На том наша доверительная беседа и закончилась, и я так никогда и не рассказала ему, как мы все были возмущены войной, задолбаны школьными порядками, как мы напились дешевого вина из надтреснутой бутыли, в которой болталась какая-то прокисшая фруктина. И было так естественно, что потом мы отправились в захламленную комнатенку Скипа в одном из общежитий Гарварда, где он нежно уложил меня на свою измятую койку. Было бы неправдой, если бы я сказала, что не понимала, к чему идет у нас дело. Но, с другой стороны, было бы такой же неправдой сказать, что я понимала, что «засунуть самую малость» – уже вполне достаточное дело. Два месяца спустя я отправилась в Пуэрто-Рико, а Скип закончил Гарвард.
Через год я едва узнала его, когда он подхватил меня под руку на углу Блумингдейл. И едва помнила о том, что это его ребенка я убила тем дождливым утром в Пуэрто-Рико.
Эрик вышел из ванной, где только что принимал душ, и вокруг бедер у него было обернуто банное полотенце. Он сел. Его плечи и грудь покрывали черные курчавые волосы, влажная оливковая кожа лоснилась, а лицо было сплошь усеяно ярко-красными прыщами.

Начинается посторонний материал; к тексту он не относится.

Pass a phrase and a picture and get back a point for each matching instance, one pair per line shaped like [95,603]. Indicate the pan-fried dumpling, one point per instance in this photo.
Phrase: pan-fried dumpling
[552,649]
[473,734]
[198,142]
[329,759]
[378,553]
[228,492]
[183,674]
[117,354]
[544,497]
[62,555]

Рассматривая моего мужа, я пришла к вполне объективному заключению, что если бы у него имелся подбородок, а нос был немного покороче, то он, возможно, был бы не так уж и плох. Да еще эта буйная волосяная растительность… Он, плотоядно потирая руки, немедленно приступил к завтраку. Я сидела, поджав под себя ноги, в шелковой ночной рубашке розового цвета. Всякий раз, когда я что-нибудь брала с подноса, моя левая грудь слегка приоткрывалась.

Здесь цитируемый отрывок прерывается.